The article describes the specifications for a new contract to be voted on in Fall 2008. For details about the contest, see the contest's info page.

NOTE! If you want to change the information on this page, please talk it over with the author first via this article's talk page. Hit the "discussion" tab at the top of this page and enter your thoughts or ideas there for review.



Contract Authors

First Author: John J. Lothian
Other contributors (make a list below):

Summary of Contract

Type of contract (i.e. futures, options, equities, OTC):
Describe what the contract is, what it's supposed to do, what kind of problem it's supposed to solve, etc.

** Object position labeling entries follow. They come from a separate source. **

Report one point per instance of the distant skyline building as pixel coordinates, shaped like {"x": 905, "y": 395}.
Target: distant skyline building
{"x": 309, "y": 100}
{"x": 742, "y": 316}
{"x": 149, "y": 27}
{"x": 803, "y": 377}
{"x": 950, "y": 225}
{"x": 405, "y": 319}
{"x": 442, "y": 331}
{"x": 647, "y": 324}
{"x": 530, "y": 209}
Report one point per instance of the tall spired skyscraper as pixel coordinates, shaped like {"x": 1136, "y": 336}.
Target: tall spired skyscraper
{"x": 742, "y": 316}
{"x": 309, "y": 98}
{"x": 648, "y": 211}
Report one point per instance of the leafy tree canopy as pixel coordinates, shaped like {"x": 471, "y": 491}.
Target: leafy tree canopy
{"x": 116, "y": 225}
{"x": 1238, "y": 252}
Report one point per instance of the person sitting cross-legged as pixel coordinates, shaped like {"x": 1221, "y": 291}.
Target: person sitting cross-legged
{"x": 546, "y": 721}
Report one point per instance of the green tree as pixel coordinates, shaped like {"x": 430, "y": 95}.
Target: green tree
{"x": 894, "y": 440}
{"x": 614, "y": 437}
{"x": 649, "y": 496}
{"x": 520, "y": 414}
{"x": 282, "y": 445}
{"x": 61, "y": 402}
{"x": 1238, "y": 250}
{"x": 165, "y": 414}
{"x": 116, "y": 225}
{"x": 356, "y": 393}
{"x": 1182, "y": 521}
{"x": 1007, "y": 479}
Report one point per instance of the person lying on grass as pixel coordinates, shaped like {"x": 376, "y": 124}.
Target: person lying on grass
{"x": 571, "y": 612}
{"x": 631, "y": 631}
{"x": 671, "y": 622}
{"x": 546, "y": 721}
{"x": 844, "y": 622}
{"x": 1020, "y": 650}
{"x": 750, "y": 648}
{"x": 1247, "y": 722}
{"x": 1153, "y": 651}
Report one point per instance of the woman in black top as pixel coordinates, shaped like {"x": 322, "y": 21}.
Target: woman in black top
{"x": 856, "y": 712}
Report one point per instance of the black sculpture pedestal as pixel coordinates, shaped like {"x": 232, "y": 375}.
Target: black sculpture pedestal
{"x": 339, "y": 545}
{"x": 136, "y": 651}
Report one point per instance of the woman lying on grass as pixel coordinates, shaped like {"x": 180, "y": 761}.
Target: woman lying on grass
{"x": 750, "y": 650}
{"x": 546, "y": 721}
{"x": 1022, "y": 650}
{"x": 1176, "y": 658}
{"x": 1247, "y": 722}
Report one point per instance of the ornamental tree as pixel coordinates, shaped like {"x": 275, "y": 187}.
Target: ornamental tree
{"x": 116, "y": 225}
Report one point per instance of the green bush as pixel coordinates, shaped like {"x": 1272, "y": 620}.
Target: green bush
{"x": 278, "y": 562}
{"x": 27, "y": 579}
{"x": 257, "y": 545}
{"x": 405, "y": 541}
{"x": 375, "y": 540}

Short cap futures, or "shorties" for short, are futures contracts that have a price limit or cap on the total risk of the contract. Short shorties positions would have limited risk, as do long shorties positions. This limitation on the total amount or risk for the contract allows for short-only funds to trade various contracts with the same risk limits that long-only funds currently enjoy. This would help increase the amount of short participation in the markets.

Contract Details

List contract size, how it trades, how it settles, if there are options and how they are handled, price limits, tick value, etc. etc. etc.

Shorties could be created for any commodity contract. For example, a short cap corn contract could have the same size, daily price limits, tick value and delivery points as a standard futures contract. But, a short cap contract in corn would have a downside limit of zero (maybe higher, a historic low?) and an upside limit of say $12. Thus, with prices of corn near $6, short cap futures would be set with an upside and downside limit that allows both shorts and long to enjoy limited risk and the other contract structures of traditional futures contracts (open trade equity, marked to the market, good faith margins).

Anything Else

From a public good standpoint, increasing short participation of futures could help offset some of the increased interest in the long side of futures. A tax policy that favored shorties could help this market develop and could help buffer some of the speculative excess currently flowing into the long-only funds.